Through the principle of minimum authorization, the scheme can continuously monitor and audit any person and action entering the system, and no longer judge the security by boundary protection and IP trust mode, so as to realize adaptive security protection. Users do not need to configure the intranet access and VPN, and can access the office network by using the public network, which avoids the network delay caused by the cumbersome configuration and technical limitations, and improves the office, business efficiency and user experience.

Three characteristics of mature zero trust remote office solutions:

Feature 1: verified by large-scale actual combat scenarios
After years of “double 11” and covid-19 epidemic, Alibaba cloud remote office zero trust solution continuously optimizes the practice of user identity management, equipment management, application and network management in daily office, and successfully supports the remote office demand of more than 100000 employees and hundreds of thousands of devices of Alibaba group.

The second feature is to achieve business efficiency in the face of peak traffic, and employees are insensitive
It has withstood the test of withstanding more than 10 billion attacks a day during the period of October 1, and the office system and business system are still unaffected. Alibaba cloud helps the group’s internal employees to achieve insensitive, smooth and efficient office network access. This kind of rich experience based on years of practice has achieved further accurate landing in different industries.

Third, understand the cloud environment and flexibly deal with complex scenes
“Cloud” and large branches and other situations have gradually melted the security boundary. The protection concept based on border security is struggling to cope with flexible and dynamic use standards and stricter requirements for security

·All devices, users and network traffic should be authenticated and authorized;
·The security policy must be dynamic and calculated based on as many data sources as possible.


“Cloud nail”Alibaba cloud remote office zero trust solution is an important practice of enabling the industry in the environment of new digital infrastructure. It has provided multi-dimensional solutions for government affairs, education, medical care, new retail, manufacturing and other industries.

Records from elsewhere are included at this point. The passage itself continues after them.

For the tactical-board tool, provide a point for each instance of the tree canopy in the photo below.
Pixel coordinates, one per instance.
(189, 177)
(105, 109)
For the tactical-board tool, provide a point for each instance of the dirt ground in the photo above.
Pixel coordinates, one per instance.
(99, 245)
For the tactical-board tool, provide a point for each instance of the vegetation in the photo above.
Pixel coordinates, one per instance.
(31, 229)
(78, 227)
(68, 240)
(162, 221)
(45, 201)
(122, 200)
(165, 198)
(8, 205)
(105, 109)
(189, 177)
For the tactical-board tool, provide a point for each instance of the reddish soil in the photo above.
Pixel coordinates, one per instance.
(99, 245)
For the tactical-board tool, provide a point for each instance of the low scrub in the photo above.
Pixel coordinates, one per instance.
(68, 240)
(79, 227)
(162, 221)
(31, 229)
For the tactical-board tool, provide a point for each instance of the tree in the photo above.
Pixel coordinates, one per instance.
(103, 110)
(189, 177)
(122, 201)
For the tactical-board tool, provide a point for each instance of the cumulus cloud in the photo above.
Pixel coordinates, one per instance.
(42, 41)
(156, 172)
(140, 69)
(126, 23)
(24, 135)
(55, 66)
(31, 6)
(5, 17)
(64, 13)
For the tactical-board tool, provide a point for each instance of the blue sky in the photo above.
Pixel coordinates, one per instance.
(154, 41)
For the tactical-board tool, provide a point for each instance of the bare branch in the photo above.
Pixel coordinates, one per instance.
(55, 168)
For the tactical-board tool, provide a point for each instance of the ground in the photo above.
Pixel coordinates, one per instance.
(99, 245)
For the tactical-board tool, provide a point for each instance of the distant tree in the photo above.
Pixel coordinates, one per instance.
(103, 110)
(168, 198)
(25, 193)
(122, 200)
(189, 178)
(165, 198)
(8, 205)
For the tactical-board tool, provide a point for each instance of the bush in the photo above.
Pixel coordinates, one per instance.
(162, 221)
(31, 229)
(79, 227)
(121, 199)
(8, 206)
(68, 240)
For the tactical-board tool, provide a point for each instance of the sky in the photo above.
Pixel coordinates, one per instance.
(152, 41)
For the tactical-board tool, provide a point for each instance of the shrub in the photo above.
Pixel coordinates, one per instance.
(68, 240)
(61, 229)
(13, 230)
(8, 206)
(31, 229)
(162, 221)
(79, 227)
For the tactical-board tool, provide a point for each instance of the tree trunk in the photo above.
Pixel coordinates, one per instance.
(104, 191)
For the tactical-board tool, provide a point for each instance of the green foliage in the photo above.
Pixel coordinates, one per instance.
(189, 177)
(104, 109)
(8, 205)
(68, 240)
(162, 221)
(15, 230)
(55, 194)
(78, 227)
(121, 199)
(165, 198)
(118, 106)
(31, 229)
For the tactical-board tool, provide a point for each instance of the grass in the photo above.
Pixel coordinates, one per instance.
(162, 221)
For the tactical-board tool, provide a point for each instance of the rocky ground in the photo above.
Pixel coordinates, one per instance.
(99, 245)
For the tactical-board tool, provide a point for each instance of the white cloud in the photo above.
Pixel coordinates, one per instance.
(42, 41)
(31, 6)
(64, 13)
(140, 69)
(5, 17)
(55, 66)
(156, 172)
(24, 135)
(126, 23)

Based on the refined polishing and landing experience of Alibaba cloud’s own office network management in the practice of zero trust architecture, the scheme proposes a customized strategy design for diversified business types and operating systems in different industries, which perfectly adapts to the complex office scene with multiple workplace divisions, uncertain office locations, many collaborative manufacturers, large amount of Internet applications and complex asset information Large scale business data and other architecture features help enterprises in various industries to improve the visibility of asset information, user information and business data, and realize dynamic, intelligent and insensitive protection in remote office scenarios.

Link to original text
This article is the original content of Alibaba cloud and can not be reproduced without permission.